Many years later, when I was living in Houston in my 40s, I was at a convenience store buying an ice cream sandwich when a man looked me in the eye and said: “Lady, you scary, the way you look at people.” I was trying to figure out what to say to that — it was a majority black neighbourhood; did he think I was a creepy stealth Karen? — when an older man came up to us, put his arm around my shoulder and said: “This lady is alright! I’ve seen her come out every night, religiously, to buy herself an ice cream sandwich.” And we stood there and talked for a little bit. It was nice, even though a stranger touched me without permission; plainly, it was an asexual gesture of friendly inclusion.

Another time in Houston, I was walking home in the early evening carrying two grocery bags. It was unusual to see anyone walking in that area besides homeless people and that’s probably why a guy pulled up to me in his car — I assumed he was asking for directions. He spoke so low that I couldn’t hear him; I asked him to repeat himself twice. Realising his mistake, he looked down, sighed melancholically, and said “I thought you might want some company.” I laughed, and said something like “No thanks, I’m good.”

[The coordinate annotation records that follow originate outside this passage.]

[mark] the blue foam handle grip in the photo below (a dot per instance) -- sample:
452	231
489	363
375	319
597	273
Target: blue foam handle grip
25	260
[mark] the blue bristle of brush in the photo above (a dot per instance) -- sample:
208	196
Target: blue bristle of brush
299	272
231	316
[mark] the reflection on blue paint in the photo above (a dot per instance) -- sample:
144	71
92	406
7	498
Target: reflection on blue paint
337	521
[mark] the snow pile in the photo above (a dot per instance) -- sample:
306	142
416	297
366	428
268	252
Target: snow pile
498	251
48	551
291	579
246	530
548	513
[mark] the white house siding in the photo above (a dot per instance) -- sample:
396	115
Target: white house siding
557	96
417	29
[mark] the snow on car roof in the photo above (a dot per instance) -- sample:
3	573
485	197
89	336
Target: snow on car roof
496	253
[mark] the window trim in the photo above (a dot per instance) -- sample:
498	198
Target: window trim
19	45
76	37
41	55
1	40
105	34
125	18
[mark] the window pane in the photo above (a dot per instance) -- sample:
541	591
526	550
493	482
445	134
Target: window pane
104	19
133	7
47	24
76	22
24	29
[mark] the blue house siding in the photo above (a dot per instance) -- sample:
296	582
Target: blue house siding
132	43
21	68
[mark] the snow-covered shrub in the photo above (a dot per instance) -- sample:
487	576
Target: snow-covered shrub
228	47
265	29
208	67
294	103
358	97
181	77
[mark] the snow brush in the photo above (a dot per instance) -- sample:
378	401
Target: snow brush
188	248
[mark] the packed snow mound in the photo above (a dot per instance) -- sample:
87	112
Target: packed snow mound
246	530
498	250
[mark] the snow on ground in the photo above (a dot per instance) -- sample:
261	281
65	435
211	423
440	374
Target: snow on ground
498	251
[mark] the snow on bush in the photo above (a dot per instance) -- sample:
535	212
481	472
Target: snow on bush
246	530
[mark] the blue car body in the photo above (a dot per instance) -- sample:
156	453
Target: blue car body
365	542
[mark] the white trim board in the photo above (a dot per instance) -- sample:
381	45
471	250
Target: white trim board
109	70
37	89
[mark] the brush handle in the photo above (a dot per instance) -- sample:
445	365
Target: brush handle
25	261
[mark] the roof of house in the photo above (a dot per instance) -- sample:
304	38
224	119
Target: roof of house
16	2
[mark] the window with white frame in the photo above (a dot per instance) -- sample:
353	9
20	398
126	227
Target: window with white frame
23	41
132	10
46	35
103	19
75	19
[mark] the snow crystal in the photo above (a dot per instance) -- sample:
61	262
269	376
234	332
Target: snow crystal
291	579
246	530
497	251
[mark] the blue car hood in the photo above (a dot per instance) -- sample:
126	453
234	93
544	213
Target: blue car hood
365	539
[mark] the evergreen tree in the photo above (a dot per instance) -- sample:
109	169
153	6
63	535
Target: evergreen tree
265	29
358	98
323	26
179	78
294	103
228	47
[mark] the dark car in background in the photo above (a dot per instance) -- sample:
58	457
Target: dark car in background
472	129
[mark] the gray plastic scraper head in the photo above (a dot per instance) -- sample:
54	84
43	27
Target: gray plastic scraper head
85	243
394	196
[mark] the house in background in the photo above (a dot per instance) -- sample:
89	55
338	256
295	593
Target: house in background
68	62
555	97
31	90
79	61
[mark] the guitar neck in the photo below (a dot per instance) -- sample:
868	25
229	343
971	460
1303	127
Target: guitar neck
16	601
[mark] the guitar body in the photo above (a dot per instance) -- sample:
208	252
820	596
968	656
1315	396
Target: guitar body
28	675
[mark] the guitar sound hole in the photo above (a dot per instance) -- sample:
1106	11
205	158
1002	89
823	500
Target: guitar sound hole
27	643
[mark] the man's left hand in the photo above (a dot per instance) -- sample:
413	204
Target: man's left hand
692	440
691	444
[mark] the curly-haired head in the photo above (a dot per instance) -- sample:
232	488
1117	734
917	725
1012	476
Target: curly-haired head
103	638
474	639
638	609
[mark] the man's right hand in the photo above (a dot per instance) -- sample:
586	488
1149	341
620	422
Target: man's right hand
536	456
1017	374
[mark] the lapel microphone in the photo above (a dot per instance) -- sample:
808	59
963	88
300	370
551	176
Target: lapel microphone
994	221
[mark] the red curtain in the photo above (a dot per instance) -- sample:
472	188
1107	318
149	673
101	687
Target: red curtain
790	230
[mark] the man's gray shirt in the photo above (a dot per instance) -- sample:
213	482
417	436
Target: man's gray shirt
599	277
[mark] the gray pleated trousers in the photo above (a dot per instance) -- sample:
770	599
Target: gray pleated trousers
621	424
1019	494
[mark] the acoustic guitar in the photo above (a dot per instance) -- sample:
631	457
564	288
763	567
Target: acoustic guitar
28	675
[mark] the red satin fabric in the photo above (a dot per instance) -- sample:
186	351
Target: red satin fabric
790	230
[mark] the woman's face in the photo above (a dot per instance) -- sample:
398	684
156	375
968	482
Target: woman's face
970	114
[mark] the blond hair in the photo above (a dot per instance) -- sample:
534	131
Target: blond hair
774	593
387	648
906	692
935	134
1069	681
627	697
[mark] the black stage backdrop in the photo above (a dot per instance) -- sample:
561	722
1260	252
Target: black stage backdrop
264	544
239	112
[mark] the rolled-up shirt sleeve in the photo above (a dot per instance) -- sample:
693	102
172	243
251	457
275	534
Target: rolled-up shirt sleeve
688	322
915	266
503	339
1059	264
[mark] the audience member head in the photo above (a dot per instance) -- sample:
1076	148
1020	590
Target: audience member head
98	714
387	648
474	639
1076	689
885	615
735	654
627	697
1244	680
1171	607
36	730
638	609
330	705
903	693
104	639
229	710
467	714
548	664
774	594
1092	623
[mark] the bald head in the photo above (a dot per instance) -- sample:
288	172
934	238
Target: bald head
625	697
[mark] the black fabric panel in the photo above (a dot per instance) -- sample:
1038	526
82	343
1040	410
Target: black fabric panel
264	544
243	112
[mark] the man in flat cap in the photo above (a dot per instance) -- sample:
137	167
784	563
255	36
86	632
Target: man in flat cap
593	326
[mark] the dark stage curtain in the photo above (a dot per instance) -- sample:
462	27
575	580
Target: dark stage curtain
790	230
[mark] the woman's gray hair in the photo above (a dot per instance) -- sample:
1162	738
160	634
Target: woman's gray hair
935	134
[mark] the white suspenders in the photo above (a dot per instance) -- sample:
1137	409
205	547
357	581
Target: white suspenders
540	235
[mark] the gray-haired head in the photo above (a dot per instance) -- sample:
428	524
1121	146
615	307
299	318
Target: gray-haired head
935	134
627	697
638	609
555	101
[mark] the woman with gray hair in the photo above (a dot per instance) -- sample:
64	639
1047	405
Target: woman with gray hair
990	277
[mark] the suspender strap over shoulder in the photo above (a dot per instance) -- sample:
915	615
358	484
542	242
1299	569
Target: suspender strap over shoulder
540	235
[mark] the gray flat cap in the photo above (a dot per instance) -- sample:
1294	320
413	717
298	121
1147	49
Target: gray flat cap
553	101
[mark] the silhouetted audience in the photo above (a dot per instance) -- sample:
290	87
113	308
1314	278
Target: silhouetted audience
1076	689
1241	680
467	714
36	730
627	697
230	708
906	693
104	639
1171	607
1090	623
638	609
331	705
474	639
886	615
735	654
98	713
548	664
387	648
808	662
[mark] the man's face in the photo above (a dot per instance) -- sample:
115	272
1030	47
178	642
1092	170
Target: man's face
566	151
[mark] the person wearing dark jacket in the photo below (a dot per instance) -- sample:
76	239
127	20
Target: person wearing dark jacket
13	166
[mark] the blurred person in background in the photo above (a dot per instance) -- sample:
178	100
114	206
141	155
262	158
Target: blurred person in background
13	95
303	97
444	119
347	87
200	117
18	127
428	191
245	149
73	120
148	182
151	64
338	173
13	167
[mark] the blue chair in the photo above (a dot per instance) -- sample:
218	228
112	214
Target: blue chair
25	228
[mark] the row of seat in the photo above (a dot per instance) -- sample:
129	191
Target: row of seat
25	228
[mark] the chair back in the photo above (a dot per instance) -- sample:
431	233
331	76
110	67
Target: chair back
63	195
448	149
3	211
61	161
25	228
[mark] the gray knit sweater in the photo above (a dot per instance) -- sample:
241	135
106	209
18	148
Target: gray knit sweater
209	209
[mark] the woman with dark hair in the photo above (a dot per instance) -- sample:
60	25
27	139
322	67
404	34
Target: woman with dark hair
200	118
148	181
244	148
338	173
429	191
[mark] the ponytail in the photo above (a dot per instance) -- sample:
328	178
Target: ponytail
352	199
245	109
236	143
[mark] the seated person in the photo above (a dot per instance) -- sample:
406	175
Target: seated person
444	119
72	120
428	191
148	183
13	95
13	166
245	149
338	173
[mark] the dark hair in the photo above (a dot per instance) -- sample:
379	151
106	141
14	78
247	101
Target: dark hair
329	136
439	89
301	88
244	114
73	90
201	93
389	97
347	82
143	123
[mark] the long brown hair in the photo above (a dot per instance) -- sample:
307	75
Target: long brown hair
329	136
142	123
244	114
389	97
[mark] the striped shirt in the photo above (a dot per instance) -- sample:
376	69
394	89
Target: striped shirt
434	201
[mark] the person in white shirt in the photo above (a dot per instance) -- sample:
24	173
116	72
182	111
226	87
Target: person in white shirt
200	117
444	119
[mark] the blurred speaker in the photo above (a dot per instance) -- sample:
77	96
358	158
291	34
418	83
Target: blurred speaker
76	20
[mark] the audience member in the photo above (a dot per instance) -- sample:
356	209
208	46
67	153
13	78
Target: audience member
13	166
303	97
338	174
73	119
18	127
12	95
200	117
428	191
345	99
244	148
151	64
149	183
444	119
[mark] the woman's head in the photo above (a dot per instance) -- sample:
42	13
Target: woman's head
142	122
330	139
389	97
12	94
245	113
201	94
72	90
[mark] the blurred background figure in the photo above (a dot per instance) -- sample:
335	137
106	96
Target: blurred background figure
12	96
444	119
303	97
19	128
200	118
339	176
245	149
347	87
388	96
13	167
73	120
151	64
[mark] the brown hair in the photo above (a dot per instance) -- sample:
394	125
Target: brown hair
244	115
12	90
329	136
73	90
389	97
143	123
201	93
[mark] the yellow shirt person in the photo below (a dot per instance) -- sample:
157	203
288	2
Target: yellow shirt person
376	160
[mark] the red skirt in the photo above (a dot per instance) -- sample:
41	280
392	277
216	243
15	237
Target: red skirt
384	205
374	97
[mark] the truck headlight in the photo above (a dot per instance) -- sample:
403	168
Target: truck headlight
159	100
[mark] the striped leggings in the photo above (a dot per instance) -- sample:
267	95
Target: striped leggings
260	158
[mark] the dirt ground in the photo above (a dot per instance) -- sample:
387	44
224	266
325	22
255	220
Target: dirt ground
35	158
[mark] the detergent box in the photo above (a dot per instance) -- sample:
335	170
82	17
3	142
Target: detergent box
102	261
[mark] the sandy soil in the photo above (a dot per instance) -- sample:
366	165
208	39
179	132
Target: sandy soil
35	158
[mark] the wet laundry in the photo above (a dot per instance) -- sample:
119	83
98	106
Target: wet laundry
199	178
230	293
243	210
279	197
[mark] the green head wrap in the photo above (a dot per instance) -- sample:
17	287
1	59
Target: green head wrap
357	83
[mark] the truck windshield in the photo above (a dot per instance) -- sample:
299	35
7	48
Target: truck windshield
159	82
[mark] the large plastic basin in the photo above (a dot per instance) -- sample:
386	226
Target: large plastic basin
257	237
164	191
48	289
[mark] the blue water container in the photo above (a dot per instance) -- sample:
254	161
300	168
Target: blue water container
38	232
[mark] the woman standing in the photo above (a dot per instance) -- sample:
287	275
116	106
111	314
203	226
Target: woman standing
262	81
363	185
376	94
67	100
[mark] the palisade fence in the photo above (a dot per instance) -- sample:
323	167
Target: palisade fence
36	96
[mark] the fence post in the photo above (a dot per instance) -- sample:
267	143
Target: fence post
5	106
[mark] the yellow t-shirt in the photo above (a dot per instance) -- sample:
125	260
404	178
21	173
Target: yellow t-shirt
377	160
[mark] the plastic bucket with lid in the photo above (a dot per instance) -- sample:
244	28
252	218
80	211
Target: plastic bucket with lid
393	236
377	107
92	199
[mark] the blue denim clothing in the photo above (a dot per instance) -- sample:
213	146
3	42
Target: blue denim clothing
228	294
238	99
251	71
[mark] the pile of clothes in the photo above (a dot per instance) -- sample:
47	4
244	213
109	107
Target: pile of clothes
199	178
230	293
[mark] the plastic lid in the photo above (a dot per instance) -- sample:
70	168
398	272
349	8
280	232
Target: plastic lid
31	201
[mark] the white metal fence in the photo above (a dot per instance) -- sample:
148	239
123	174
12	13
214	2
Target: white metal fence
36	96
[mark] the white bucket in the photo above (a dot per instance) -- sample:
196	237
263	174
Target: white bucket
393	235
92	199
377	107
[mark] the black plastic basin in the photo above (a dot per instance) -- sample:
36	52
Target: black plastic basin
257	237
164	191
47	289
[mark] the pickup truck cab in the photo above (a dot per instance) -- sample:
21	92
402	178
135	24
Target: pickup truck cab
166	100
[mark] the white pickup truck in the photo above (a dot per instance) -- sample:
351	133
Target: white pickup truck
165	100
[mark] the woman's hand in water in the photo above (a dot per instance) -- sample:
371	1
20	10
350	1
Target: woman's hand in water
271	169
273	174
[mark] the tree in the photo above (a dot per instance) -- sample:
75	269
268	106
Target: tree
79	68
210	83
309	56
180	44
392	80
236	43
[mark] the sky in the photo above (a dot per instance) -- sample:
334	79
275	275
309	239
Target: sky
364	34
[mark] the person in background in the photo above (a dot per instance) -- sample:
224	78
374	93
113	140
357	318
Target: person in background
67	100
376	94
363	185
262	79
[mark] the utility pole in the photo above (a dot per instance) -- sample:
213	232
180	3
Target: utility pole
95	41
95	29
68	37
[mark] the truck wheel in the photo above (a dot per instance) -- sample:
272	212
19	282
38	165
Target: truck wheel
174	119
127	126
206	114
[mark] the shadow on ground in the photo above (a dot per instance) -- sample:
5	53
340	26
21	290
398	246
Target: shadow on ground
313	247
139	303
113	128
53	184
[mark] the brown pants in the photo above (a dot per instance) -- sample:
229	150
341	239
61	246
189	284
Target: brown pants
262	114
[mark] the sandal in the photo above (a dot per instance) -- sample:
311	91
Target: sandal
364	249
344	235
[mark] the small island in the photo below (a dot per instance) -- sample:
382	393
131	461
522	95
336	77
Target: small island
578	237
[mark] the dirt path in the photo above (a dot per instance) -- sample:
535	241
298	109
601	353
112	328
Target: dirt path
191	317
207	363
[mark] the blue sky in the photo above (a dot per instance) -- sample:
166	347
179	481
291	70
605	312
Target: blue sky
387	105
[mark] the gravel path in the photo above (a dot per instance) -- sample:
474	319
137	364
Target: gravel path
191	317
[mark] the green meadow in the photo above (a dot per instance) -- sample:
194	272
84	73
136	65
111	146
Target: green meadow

There is one time I still remember over 25 years later. I wasn’t young, I was 40. The guy who approached me was handsome, about my age, with an open, honest aura. He said he never walked up to women like this but he had seen me walking around a lot and he thought I looked really interesting and wanted to talk to me. He asked for my number. I did some shameful bullshit; I asked him for his address and told him I would write to him. He was surprised but he gave me his address — he even seemed to like the idea. But I never wrote him. I intended to, but I was obsessed with someone else who didn’t like me all that much and had no bandwidth for some random person, even one who was so attractive and seemed so nice that to this day I wonder what would’ve happened if I had written to him.

I don’t recount any of this to idealise these experiences. They are just stuff that happened. But they don’t square with the vision people seem to have of such exchanges now. I hear a lot that younger people think my generation has been conditioned to accept men acting like assholes. But what I just described did the reverse. These and many other experiences taught me to identify assholes, to know when they were actually a danger and when they were not really, and to be assertive in dealing with them or fast in escaping them if need be. It perhaps taught me to be more wary than necessary most of the time. But it also taught me how to connect with people in motion, to feel their spirits in a variety of ways that were not always sexual.

Last week, I was in Moynihan Hall (Penn Station) in NY, standing in front of an exit door eating a cookie before going out on the street. An angry middle-aged woman was there too, mumbling into her phone. As I finished my cookie, she screamed at her device: “Answer the fucking phone!” I looked at her with deep sympathy, but she mistook my expression and actually bared her teeth at me. I smiled and made the WTF gesture with my arms; she scowled though with less conviction.

I said “I’m empathising with you! I agree!” In a tone of sincere amazement she said “Really?” And I said “Yes! I feel it too! Answer the fucking phone!”

With that I walked out the door, smiling. Talking to her had made my day a little bit better; I hope it did the same for her.